Last month the Business and Trade Committee launched a snap investigation into Royal Mail’s letter delivery service, after widespread reports of late and missing letters, or letters bunched together for delivery days after they were due. This has led to important notices, medical appointments or celebrations being missed, and concerns that the essential letter service is being de-prioritised in favour of the more lucrative parcel service.
Read the original letter sent to the Royal Mail (sent 16 February)
Read the Royal Mail's response (received 10 March)
In response to the Committee’s initial inquiries, Royal Mail admits they don’t record specific data on when they deprioritise letters in favour of parcels. Their "letter sorting technology is designed to group letters together due for delivery on a specified day” but they insist “we would not hold back mail if that meant it would miss its target delivery date”.
But Royal Mail is missing its targets. Royal Mail leans on overall figure of 92.1% of mail delivered on time – but this obscures the fact that only 74.9% of First Class mail was delivered on time so far this year against a target of 93%. That translates into approximately 126 million First Class letters arriving late over the year.
- Around 126 million First Class letters on track to be delivered late this year - a quarter of all that were sent – despite a new price increase from next month, to £1.80 for a First Class stamp (almost three times the cost of ten years ago).
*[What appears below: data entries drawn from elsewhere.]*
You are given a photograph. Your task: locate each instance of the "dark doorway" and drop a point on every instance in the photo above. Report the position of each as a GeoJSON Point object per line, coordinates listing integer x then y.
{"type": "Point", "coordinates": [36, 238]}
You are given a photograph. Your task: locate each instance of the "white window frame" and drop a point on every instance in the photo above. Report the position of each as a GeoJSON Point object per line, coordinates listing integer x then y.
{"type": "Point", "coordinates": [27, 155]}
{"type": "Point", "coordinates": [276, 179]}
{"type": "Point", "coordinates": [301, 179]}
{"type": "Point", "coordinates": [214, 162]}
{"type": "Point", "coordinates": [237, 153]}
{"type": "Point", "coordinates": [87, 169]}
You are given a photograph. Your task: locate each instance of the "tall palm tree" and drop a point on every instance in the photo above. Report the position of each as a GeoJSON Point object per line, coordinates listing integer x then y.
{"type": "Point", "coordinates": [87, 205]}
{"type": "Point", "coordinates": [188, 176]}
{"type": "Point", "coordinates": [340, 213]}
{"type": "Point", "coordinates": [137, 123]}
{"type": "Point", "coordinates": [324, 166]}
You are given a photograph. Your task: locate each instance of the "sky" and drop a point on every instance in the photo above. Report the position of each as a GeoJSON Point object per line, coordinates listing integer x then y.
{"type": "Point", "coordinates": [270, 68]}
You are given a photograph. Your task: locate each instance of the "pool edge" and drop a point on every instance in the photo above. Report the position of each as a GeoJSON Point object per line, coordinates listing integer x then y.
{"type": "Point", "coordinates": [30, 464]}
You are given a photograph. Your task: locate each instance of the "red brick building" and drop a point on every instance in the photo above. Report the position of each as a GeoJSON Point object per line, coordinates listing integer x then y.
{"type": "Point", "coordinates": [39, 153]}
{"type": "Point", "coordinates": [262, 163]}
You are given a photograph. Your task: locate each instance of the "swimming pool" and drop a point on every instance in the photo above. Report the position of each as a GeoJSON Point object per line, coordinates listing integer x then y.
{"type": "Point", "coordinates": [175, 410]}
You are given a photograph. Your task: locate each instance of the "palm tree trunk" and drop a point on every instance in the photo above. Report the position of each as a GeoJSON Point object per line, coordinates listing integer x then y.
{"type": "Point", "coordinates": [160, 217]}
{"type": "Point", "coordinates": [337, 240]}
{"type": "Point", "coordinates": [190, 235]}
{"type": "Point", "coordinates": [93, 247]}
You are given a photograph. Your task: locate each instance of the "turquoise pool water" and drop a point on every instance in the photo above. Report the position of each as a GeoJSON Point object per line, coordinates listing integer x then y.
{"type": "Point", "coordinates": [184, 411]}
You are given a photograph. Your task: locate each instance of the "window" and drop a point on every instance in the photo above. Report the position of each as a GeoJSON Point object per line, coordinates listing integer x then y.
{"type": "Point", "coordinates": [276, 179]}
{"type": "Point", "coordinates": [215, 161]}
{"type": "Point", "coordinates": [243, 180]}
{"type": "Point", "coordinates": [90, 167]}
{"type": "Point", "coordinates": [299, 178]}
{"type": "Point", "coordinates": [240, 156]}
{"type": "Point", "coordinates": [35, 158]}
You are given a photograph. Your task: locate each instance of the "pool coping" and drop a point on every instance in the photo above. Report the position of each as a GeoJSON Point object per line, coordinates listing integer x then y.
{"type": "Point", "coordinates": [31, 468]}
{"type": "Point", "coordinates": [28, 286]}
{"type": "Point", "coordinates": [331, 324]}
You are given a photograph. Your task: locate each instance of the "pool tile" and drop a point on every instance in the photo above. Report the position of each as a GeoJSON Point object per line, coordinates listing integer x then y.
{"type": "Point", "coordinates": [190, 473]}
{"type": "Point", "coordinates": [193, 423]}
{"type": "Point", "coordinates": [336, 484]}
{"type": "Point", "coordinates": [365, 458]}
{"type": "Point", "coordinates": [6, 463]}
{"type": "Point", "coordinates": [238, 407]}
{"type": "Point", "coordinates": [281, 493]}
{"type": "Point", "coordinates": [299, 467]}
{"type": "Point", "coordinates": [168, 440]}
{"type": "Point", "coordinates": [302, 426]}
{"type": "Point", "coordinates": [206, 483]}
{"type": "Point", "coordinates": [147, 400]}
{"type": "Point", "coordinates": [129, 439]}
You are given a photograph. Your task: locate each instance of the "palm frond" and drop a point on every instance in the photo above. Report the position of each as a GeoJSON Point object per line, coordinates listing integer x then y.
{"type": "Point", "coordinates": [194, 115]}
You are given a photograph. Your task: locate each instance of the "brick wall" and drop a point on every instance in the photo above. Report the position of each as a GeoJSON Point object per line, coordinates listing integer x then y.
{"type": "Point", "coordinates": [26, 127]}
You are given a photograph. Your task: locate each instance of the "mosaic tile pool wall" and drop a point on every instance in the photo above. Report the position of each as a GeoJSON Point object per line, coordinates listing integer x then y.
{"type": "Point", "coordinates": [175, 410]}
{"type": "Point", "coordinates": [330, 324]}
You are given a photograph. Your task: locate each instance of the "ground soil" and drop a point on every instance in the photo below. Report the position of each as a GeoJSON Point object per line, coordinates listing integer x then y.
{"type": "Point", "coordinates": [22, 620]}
- Royal Mail admits they don’t record specific data on the instances where they deprioritise letters in favour of parcels, though statistical analysis on meeting their regulatory standards across their 1200 delivery centres does show them that 99.5% address coverage would be need needed as a proxy for hitting the First Class quality target of 90% next-day delivery.
- The existing Second Class service is performing better than First Class even if still way off target at 90.2% delivered on time within three days – translating to around 93 million being delivered late across the year.
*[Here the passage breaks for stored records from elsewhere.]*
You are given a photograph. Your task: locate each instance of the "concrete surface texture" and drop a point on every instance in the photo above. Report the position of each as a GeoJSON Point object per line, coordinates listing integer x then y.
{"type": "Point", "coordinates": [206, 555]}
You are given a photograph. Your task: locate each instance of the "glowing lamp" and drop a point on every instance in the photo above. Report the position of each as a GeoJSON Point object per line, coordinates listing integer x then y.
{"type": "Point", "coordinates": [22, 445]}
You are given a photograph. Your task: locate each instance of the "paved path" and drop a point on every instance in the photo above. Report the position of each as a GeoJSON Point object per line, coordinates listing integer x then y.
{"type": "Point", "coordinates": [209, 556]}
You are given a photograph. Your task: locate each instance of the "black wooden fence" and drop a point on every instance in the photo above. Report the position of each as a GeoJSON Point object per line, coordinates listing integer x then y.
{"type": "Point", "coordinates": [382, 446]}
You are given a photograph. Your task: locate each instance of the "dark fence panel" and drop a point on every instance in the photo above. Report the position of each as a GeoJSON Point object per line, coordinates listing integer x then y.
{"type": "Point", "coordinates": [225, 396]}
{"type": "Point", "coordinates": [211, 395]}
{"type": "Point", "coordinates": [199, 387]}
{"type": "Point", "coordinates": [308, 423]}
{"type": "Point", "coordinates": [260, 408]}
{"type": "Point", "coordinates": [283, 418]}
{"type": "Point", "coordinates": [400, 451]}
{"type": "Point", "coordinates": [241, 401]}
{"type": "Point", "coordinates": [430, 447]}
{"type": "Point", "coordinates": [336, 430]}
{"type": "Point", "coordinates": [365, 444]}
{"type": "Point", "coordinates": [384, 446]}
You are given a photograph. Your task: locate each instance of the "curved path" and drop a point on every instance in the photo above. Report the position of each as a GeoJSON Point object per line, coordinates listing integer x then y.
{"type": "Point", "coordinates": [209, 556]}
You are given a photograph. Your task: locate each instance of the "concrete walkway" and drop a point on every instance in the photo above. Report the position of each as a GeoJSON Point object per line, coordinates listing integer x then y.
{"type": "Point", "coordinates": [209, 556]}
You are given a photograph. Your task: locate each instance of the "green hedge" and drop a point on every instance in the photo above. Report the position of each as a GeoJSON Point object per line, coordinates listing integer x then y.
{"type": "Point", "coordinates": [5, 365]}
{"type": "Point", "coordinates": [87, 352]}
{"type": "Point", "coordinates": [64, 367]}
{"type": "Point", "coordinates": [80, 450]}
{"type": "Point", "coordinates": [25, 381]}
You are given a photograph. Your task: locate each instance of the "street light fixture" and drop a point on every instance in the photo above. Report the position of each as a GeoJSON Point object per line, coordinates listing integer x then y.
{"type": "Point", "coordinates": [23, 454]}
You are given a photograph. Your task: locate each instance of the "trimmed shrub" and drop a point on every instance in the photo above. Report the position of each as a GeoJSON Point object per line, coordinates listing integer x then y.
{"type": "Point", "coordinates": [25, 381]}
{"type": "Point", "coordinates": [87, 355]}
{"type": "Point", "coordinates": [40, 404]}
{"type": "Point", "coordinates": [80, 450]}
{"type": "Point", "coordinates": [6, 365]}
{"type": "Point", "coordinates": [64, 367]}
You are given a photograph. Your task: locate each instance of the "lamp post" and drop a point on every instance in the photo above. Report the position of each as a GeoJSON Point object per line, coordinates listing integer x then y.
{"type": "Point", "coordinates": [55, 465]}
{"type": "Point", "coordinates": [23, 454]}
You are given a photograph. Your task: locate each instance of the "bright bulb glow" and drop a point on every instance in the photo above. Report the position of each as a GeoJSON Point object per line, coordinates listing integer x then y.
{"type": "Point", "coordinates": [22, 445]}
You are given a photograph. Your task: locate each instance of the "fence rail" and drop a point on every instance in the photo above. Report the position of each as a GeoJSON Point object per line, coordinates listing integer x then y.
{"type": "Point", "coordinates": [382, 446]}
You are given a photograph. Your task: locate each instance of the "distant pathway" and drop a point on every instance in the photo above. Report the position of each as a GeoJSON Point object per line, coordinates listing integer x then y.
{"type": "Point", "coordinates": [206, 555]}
- In October 2025 Ofcom fined Royal Mail £21million, saying its improvement plan was “urgent” - but five months later Royal Mail are still saying they can’t publish it until talks with postal worker union CWU conclude.
The 500 year-old Royal Mail’s buyout was cleared by shareholders in April last year, after new owners EP Group gave the Government legal undertakings that they would maintain the “one price goes anywhere” Universal Service Obligation. Ahead of the deal, EP Group’s CEO Daniel Křetínský told the BBC he would honour the letter delivery service "for as long as I am alive".
In July Ofcom announced significant changes to the USO, with Second Class deliveries dropped down to every second day, Monday to Friday only. Royal Mail would get new “backstop” targets to for mail it delivers up to two days late, and report against those too.